Main Club Excursion 10 Oct 2021
A mixture of members and visitors gathered at the Lions Lookout car park on the sunny morning of October 10, 2021, to learn about the pollination of native plants from Prof Byron Lamont and Dr Phil Groom. As is usual on such excursions with Byron, all the plants of interest sported labels – so identification was a breeze for participants! The Verticordia, Hakea, Orchids, Calytrix, and Trigger Plants were flowering profusely, so it was a delightful classroom.
Some of what we learnt included:

- Some flowers turn red to indicate that they have already been pollinated.
- Hakea trifurcata has some of its leaves shaped like its fruit, which seems to confuse the cockatoos trying to find seeds to eat.
- Dryandra nivea flowers close to the ground and has a musky smell to attract mammal pollinators.
- Birds are attracted to red flowers and insects to blue and yellow flowers.
- Many red flowers (e.g. Grevillea bipinnatifida) contain cyanide to deter birds from eating them, but the nectar doesn’t contain cyanide.
- Grevilleas, with their terminal inflorescences for easy access, are mostly bird-pollinated, but Hakeas, with their axial inflorescences (thus more hidden in the prickly shrub), are mostly insect-pollinated.
- Fringed Lilies (Thysanotus sp.) are buzz-pollinated by native bees.
- Hibbertias are pollinated by beetles. They become dormant in summer.

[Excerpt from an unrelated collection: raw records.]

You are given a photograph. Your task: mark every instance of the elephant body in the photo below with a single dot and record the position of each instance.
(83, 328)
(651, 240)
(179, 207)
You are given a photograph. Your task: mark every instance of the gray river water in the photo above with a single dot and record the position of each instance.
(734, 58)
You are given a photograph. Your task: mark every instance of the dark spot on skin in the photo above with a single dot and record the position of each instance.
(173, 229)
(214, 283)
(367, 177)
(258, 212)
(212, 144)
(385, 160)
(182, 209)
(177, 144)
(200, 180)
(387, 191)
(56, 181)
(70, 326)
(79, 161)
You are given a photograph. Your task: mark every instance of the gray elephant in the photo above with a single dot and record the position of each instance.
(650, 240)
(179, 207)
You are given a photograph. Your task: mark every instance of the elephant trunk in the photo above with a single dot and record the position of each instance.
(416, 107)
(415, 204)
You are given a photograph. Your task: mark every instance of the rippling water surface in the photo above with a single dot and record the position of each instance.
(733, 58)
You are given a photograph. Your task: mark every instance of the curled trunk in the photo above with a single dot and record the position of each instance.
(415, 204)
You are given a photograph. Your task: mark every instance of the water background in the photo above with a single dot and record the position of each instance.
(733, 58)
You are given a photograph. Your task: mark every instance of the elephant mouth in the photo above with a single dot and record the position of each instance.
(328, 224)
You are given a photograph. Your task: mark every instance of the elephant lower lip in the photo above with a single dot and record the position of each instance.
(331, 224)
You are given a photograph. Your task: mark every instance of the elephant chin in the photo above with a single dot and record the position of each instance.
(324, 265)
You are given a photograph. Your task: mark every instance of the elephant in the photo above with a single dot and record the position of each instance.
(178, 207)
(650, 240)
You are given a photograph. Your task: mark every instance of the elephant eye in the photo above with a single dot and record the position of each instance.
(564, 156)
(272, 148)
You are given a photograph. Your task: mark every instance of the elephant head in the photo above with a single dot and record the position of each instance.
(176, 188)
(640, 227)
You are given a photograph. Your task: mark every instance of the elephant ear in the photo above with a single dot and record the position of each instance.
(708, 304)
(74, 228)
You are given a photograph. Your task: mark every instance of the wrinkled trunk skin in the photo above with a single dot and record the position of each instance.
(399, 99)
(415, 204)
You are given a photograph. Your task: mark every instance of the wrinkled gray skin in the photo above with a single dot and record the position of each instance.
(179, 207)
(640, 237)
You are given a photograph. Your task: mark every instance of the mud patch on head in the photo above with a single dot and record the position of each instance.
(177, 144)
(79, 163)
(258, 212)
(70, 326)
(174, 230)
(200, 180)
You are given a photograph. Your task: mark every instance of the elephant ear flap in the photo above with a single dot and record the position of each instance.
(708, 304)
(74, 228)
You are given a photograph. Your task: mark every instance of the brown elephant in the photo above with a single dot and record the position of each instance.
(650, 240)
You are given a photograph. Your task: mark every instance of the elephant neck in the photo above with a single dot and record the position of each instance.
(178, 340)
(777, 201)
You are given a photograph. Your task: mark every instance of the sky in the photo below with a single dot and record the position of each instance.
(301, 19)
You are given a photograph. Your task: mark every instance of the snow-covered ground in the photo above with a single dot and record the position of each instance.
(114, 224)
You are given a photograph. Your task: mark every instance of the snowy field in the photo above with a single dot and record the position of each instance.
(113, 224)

- The Darling fault line has an enormous depth (15 to 20km drop), but the surface manifestation of it (the Darling Scarp) is very small, being only around 300-400m above sea level; its highest point is Mt Cooke (582m).
- The gneissic granite of the area is quite poor in nutrients, so the local soil is poor also.
Blue Lady Orchid Thelymitra crinita 13 flowers, 15 cm long – Image by Tanya Marwood




After the excursion, we gathered to rest awhile on a wide granite outcrop overlooking the Swan Coastal Plain and thanked Byron and Phil for their efforts.